XPR Network Dev
Security checks across static analysis, malware telemetry, and agentic risk
Overview
This is a documentation-only blockchain development skill with expected wallet, key, and transaction guidance, but users should treat its examples as high-impact financial operations.
This skill appears to be a legitimate instruction-only XPR Network development reference. Install it only if you are comfortable reviewing blockchain transaction examples before use. Prefer testnet, keep owner keys offline, use least-privilege permissions, avoid unencrypted private-key handling, and never let an automated agent sign mainnet transfers, trades, loans, or permission changes without clear limits and approval.
Static analysis
No static analysis findings were reported for this release.
VirusTotal
2/65 vendors flagged this skill as malicious, and 63/65 flagged it as clean.
Risk analysis
Artifact-based informational review of SKILL.md, metadata, install specs, static scan signals, and capability signals. ClawScan does not execute the skill or run runtime probes.

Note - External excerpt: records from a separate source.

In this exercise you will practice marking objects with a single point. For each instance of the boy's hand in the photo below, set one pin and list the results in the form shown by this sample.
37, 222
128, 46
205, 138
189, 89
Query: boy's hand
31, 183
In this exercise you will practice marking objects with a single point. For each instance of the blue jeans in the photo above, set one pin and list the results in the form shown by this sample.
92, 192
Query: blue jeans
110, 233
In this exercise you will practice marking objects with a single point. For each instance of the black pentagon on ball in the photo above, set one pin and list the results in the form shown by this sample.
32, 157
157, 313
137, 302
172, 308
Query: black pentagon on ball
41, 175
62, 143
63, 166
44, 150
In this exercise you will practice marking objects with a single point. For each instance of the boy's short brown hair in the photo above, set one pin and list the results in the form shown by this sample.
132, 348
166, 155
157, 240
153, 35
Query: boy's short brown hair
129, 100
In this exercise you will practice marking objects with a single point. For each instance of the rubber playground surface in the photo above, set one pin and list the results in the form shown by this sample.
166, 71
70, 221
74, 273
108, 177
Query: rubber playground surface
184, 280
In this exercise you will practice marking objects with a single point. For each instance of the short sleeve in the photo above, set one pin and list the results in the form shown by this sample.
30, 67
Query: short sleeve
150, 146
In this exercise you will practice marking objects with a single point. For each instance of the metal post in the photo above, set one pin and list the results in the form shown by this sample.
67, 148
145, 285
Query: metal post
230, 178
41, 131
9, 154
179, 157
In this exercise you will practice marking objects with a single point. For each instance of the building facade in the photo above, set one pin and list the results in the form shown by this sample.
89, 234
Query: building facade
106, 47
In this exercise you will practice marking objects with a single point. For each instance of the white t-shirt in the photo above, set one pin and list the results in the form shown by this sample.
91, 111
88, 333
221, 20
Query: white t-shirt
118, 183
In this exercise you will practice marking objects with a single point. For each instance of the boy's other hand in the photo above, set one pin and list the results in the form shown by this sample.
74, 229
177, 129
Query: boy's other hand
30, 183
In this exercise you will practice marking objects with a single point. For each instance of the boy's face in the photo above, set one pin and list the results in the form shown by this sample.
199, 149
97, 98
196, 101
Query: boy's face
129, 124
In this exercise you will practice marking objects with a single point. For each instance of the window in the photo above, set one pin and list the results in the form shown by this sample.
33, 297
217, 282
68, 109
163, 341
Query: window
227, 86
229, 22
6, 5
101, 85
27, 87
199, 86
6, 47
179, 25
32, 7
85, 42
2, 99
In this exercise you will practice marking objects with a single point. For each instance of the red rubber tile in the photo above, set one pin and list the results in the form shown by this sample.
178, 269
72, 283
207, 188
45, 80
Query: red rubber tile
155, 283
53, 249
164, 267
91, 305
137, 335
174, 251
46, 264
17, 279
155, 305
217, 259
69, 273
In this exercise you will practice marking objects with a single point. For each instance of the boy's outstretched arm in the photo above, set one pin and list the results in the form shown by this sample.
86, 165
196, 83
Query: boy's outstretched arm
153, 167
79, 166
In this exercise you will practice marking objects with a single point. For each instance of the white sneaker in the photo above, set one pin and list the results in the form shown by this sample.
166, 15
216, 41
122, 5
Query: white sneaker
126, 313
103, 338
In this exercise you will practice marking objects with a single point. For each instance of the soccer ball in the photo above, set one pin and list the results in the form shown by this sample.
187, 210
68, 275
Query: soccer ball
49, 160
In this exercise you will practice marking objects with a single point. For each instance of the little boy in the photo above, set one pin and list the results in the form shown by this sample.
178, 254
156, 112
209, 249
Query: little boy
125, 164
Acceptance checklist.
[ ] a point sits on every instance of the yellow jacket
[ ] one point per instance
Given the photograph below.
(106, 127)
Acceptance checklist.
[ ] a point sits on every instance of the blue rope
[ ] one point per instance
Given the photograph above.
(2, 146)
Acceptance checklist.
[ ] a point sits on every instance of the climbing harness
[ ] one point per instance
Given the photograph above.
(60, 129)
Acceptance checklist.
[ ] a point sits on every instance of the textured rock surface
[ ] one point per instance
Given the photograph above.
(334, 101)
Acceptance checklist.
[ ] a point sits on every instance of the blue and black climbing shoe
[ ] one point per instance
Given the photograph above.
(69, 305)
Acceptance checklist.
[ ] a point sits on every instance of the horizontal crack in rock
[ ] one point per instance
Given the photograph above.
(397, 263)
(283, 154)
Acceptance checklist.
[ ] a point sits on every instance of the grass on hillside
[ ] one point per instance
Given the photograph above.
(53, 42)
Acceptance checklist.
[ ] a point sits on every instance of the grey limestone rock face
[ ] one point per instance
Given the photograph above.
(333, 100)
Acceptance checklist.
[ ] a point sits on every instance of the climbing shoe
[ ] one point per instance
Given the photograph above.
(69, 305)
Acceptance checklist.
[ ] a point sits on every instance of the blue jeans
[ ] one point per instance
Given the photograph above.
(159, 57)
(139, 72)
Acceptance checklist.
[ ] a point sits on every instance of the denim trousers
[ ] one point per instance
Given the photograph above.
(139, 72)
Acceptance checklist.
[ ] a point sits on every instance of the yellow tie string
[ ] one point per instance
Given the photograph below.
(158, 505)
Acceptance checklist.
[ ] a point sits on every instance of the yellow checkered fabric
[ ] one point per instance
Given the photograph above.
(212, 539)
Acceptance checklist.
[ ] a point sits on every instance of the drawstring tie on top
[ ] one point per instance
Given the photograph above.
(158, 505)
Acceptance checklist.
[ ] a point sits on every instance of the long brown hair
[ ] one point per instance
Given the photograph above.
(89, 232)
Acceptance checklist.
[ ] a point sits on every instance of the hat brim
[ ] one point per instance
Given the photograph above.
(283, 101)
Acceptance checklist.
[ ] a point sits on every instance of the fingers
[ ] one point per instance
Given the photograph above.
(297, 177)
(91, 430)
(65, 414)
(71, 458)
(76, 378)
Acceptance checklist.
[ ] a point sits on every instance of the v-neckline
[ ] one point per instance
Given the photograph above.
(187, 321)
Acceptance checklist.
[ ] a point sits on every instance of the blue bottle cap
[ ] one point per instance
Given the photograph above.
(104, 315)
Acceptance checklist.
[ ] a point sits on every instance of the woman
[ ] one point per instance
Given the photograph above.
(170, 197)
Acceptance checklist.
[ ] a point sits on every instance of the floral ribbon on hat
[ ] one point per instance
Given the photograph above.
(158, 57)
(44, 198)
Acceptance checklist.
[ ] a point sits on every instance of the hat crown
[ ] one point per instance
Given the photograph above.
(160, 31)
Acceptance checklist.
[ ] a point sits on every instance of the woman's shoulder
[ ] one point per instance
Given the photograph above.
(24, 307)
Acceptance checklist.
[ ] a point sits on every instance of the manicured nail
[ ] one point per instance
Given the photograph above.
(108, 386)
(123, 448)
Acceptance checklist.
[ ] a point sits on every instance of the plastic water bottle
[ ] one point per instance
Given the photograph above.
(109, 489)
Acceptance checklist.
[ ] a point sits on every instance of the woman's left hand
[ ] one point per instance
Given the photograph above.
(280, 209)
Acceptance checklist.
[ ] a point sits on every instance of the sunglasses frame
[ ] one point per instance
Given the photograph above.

If the wrong account, permission, or key is used, generated code or automation could sign transactions that transfer funds, deploy contracts, or modify account state.
The documentation expects users to add blockchain private keys to a local keychain and sign transactions using active account authority. This is central to the stated blockchain/backend purpose, but it gives substantial account control.
proton key:add # interactive — paste key once, stored encrypted ... createCliSession({ account: XPR_ACCOUNT, permission: 'active', rpcEndpoint: RPC_ENDPOINT })Use testnet first, prefer least-privilege custom permissions where possible, keep owner keys offline, and require explicit review before mainnet signing or account changes.
Mistakes in generated trading code, amounts, markets, prices, or account names could cause financial loss or unwanted trades.
The DeFi examples show programmatic transaction broadcast for limit orders, market-order simulation, deposits, withdrawals, and order cancellation. These are expected for a DEX integration guide, but they are financially significant actions.
return session.transact({ actions }, { broadcast: true });Do not run trading or DeFi transaction examples unchanged on mainnet; inspect every action payload, confirm amounts and contracts, and add human approval or limits for bots.
Installing unpinned packages can introduce dependency or provenance risk if the package source is compromised or unexpected.
The skill is documentation-only, but it instructs users to install external npm dependencies for backend/agent workflows. This is purpose-aligned but not automatically pinned or installed by a reviewed install spec.
npm install @xpr-agents/openclaw @proton/js
Verify package ownership, pin versions, review lockfiles, and install dependencies in a controlled development environment.
Using private keys directly in shell commands or storing them without encryption can expose wallet credentials through shell history, process lists, local files, or backups.
The CLI reference includes an example for adding a private key without the encryption prompt. This appears to be a command reference rather than hidden behavior, but it is a sensitive key-handling option users should avoid unless they understand the consequences.
echo "no" | proton key:add PVT_K1_xxxxx
Use the interactive encrypted keychain flow, avoid putting private keys on the command line, and never use unencrypted storage for accounts holding real value.
An automated agent with active signing access could continue placing transactions or trades beyond what the user intended if safeguards are not added.
The guide explicitly discusses autonomous agents and scheduled backend signing. This is disclosed and aligned with backend blockchain automation, but it can create long-running financial authority if implemented without limits.
Autonomous AI agent (Claude-driven, agent runner, etc.) | proton CLI keychain ... Automated/scheduled tasks
Constrain autonomous agents with custom permissions, spending limits, allowlisted contracts/actions, monitoring, and a clear stop or approval mechanism.